Шрифт:
Интервал:
Закладка:
– Какая у вас профессия, мистер Паркенстэкер? – спросила она.
– Очень скромная. Но я рассчитываю кое-чего добиться в жизни. Вы это серьезно сказали, что можете полюбить человека из низшего класса?
– Да, конечно. Но я сказала – «могла бы». Не забудьте про герцога и маркиза. Да, ни одна профессия не показалась бы мне слишком низкой, лишь бы сам человек мне нравился.
– Я работаю, – объявил мистер Паркенстэкер, – в одном ресторане.
Девушка слегка вздрогнула.
– Но не в качестве официанта? – спросила она почти умоляюще. – Всякий труд благороден, но… личное обслуживание, вы понимаете, лакеи и…
– Нет, я не официант. Я кассир в… – Напротив, на улице, идущей вдоль парка, сияли электрические буквы вывески «Ресторан». – Я служу кассиром вон в том ресторане.
Девушка взглянула на крохотные часики на браслете тонкой работы и поспешно встала. Она сунула книгу в изящную сумочку, висевшую у пояса, в которой книга едва помещалась.
– Почему вы не на работе? – спросила девушка.
– Я сегодня в ночной смене, – сказал молодой человек. – В моем распоряжении еще целый час. Но ведь это не последняя наша встреча? Могу я надеяться?..
– Не знаю. Возможно. А впрочем, может, мой каприз больше не повторится. Я должна спешить. Меня ждет званый обед. А потом ложа в театре – опять, увы, все тот же неразрывный круг. Вы, вероятно, когда шли сюда, заметили автомобиль на углу возле парка? Весь белый?
– И с красными колесами? – спросил молодой человек, задумчиво сдвинул брови.
– Да. Я всегда приезжаю сюда в этом авто. Пьер ждет меня у входа. Он уверен, что я провожу время в магазине на площади, по ту сторону парка. Представляете вы себе путы жизни, в которой мы вынуждены обманывать даже собственных шоферов? До свиданья.

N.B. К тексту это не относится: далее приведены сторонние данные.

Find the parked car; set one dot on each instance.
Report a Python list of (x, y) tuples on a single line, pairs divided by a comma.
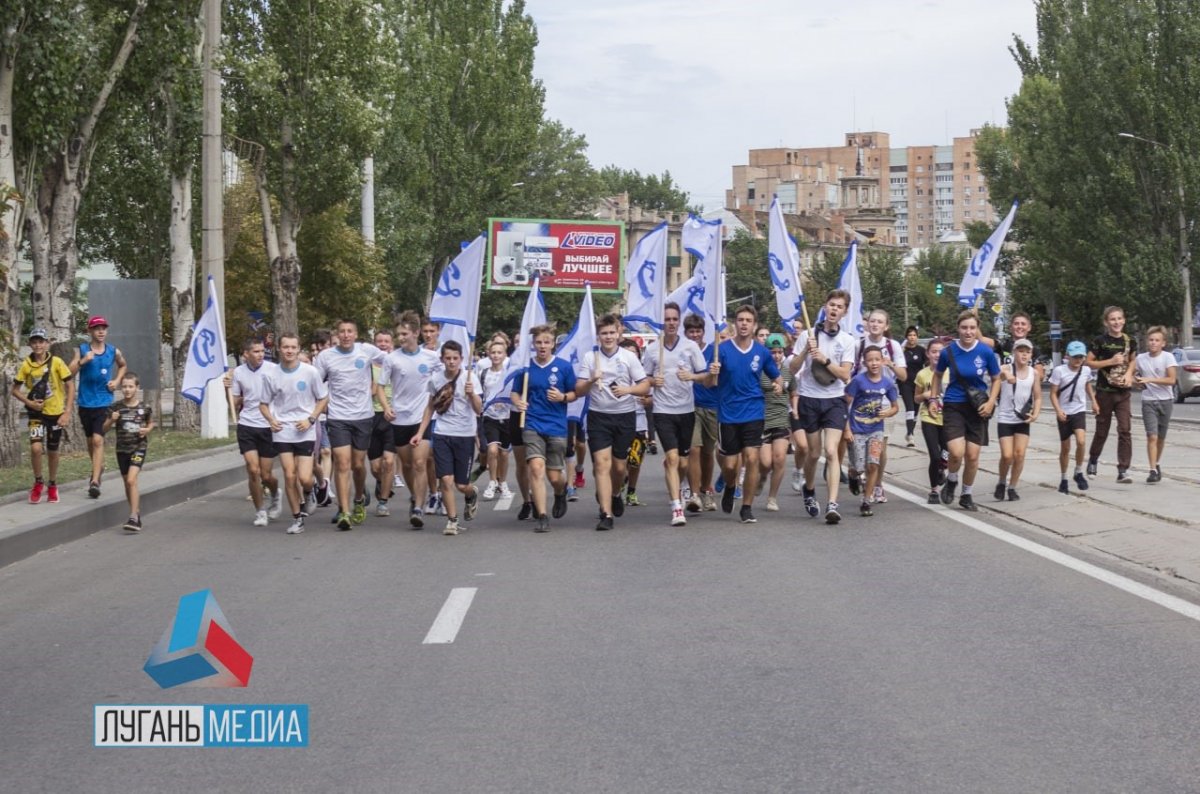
[(1187, 376)]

– Но уже совсем стемнело, – сказал мистер Паркенстэкер, – а в парке столько всяких грубиянов. Разрешите мне проводить…
– Если вы хоть сколько-нибудь считаетесь с моими желаниями, – решительно ответила девушка, – вы останетесь на этой скамье еще десять минут после того, как я уйду. Я вовсе не ставлю вам это в вину, но вы, по всей вероятности, осведомлены о том, что обычно на автомобилях стоят монограммы их владельцев. Еще раз до свиданья.
Быстро и с достоинством удалилась она в темноту аллеи. Молодой человек глядел вслед ее стройной фигуре, пока она не вышла из парка, направляясь к углу, где стоял автомобиль. Затем, не колеблясь, он стал предательски красться следом за ней, прячась за деревьями и кустами, все время идя параллельно пути, по которому шла девушка, ни на секунду не теряя ее из виду.
Дойдя до угла, девушка повернула голову в сторону белого автомобиля, мельком взглянула на него, прошла мимо и стала переходить улицу. Под прикрытием стоявшего возле парка кэба молодой человек следил взглядом за каждым ее движением. Ступив на противоположный тротуар, девушка толкнула дверь ресторана с сияющей вывеской. Ресторан был из числа тех, где все сверкает, все выкрашено в белую краску, всюду стекло и где можно пообедать дешево и шикарно. Девушка прошла через весь ресторан, скрылась куда-то в глубине его и тут же вынырнула вновь, но уже без шляпы и вуалетки.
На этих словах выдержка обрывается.